2. Florence Adooni – A.O.E.I.U. (An Ordinary Exercise in Unity) (Philophon)
The ordinary is nothing short of extraordinary on Florence Adooni’s rapturous international debut, A.O.E.I.U. (An Ordinary Exercise in Unity). Music for Adooni is intertwined with everyday being, grounded, and inclusive. Accordingly, A.O.E.I.U. rejuvenates. Originally from Ghana, Adooni makes music that runs the gamut from jazz to highlife to the warmer side of EDM, exulting throughout.
In the ten-minute title track, she waxes philosophical on the unity of all things in the cosmos; on “Vocalize My Luv”, she leads punchy synths (and labelmate Jimi Tenor on sax) to the dancefloor for one of the catchiest songs of the year. Velvety mid-tempo bops, playful funk, and a whole breadth of wondrous feelings come together under Adooni’s charismatic leadership and with the help of a skillful ensemble recorded between Kumasi and Berlin.
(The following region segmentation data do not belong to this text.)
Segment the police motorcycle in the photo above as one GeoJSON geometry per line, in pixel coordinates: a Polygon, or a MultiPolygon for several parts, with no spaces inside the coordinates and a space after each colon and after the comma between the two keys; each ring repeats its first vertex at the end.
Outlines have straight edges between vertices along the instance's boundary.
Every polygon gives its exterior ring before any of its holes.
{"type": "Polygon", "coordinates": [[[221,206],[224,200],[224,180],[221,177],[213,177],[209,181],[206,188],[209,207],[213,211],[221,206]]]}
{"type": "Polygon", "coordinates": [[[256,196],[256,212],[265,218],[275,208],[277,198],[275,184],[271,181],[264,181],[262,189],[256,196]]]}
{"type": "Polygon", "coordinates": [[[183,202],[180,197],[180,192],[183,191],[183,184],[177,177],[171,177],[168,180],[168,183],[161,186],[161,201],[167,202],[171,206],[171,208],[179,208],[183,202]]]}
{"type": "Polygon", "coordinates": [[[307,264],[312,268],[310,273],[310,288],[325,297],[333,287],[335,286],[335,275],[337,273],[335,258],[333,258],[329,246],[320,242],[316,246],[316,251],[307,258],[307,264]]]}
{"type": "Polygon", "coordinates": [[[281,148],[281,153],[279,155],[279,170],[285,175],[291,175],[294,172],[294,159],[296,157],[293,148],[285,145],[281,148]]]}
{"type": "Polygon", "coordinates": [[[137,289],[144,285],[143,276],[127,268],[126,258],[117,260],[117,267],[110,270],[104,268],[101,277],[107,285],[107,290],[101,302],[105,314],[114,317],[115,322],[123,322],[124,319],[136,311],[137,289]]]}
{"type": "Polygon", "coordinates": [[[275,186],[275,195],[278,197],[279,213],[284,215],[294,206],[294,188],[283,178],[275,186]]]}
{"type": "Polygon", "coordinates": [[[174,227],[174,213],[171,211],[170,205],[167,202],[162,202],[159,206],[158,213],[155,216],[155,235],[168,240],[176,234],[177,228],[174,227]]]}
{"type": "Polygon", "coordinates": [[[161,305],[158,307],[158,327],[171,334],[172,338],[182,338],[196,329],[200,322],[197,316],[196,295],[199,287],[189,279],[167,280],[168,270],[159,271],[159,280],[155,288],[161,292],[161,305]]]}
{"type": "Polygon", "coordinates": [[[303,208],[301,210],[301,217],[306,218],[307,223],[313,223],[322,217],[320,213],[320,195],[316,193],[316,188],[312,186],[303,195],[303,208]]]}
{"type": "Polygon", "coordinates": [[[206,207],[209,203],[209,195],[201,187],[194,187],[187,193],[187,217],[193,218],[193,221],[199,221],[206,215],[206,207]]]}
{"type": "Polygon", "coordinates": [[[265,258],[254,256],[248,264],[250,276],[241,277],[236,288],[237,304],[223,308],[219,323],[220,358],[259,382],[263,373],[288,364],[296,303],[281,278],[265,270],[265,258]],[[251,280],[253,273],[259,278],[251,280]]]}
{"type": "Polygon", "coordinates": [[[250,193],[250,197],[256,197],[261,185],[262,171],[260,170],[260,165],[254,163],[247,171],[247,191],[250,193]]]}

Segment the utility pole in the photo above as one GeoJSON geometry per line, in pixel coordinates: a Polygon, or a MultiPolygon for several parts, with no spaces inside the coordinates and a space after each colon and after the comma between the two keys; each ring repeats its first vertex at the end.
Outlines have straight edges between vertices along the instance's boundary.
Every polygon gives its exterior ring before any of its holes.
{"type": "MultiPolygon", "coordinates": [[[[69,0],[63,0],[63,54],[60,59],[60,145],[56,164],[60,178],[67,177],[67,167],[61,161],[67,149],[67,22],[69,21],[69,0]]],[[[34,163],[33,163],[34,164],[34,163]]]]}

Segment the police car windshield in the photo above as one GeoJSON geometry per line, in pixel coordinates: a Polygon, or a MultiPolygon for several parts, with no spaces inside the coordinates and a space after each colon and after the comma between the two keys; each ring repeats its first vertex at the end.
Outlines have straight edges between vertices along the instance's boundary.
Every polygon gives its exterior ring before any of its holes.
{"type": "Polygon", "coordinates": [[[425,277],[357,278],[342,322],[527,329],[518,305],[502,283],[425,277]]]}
Adooni has been working with Philophon for years, collaborating with Jimi Tenor, Guy One, and fellow Frafra musicians Alogote Oho and His Sounds of Joy. A.O.E.I.U. proves that she is more than capable of blazing her own trail, too.
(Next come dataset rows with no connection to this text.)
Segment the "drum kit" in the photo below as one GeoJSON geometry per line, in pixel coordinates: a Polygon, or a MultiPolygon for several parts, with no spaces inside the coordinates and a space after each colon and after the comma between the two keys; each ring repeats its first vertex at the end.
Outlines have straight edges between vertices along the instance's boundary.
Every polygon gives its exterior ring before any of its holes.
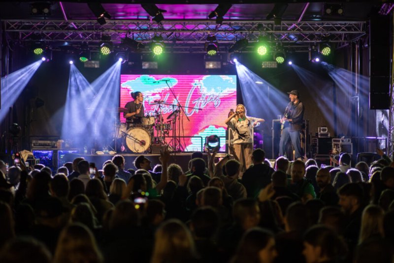
{"type": "MultiPolygon", "coordinates": [[[[158,101],[156,104],[163,102],[158,101]]],[[[119,108],[118,112],[127,112],[125,108],[119,108]]],[[[175,111],[171,113],[175,115],[175,111]]],[[[167,118],[168,122],[172,122],[172,118],[167,118]]],[[[141,153],[149,152],[152,145],[167,145],[166,135],[172,130],[171,123],[165,123],[161,112],[146,116],[141,118],[141,123],[122,123],[116,125],[116,137],[123,138],[129,149],[133,153],[141,153]]],[[[122,142],[123,143],[123,142],[122,142]]],[[[123,150],[123,149],[122,149],[123,150]]]]}

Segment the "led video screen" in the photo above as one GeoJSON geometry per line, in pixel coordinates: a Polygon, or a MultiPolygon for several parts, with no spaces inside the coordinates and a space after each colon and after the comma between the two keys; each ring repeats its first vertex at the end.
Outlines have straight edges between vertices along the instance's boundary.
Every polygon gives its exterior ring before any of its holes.
{"type": "MultiPolygon", "coordinates": [[[[121,75],[121,107],[132,100],[130,94],[136,91],[144,95],[145,115],[162,114],[164,123],[167,124],[165,140],[170,145],[174,126],[173,121],[167,118],[180,104],[185,114],[177,120],[176,128],[176,134],[179,135],[180,130],[180,135],[183,136],[181,150],[201,151],[205,137],[216,134],[220,137],[221,150],[224,150],[225,120],[236,104],[236,75],[121,75]],[[155,101],[158,100],[163,102],[157,104],[155,101]],[[171,130],[168,129],[170,127],[171,130]]],[[[126,121],[122,113],[120,118],[121,122],[126,121]]],[[[155,119],[157,121],[158,118],[155,119]]]]}

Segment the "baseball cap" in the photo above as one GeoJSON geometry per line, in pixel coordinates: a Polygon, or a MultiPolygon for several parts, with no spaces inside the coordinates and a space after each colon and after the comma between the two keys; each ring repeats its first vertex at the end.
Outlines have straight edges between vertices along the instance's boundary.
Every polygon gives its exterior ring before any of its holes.
{"type": "Polygon", "coordinates": [[[292,95],[296,95],[297,97],[299,97],[299,93],[297,90],[293,90],[290,92],[288,92],[288,94],[291,94],[292,95]]]}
1. Mulatu Astatke – Mulatu Plays Mulatu (Strut)
If only one name comes to mind when you think of Ethio-jazz, it’s almost certainly that of Mulatu Astatke, often considered the genre’s originator. Inspired by Ethiopian melodic modes and the rhythms and instrumentation of Latin and other American jazz traditions, Mulatu has been releasing music under this stylistic nomenclature since the 1970s.
In Mulatu Plays Mulatu, he offers new arrangements of ten of his own compositions from this half-century of work. These are more expansive versions of already brilliant tracks. Several Ethiopian instruments–krar, masenqo, kebero, begena–are as integral to the album’s textures as brass, keys, and Mulatu’s own virtuosic vibraphones. Vocal ululations and syncopated handclaps on “Chik Chikka” evoke East African folk sounds with particular aural acuity, while the wah pedals of “Yekatit” recall the relative recency of the so-called 1970s Golden Age of Ethiopian music.
It’s a triumphant demonstration of how, in his octogenarian years and perhaps on the verge of retirement, Mulatu Astatke is still the master of his craft. If this is his farewell, it’s a shame for us, an audience that will always want more. It’s a triumph, though, for Mulatu, who may have made his most tremendous record to date with Mulatu Plays Mulatu.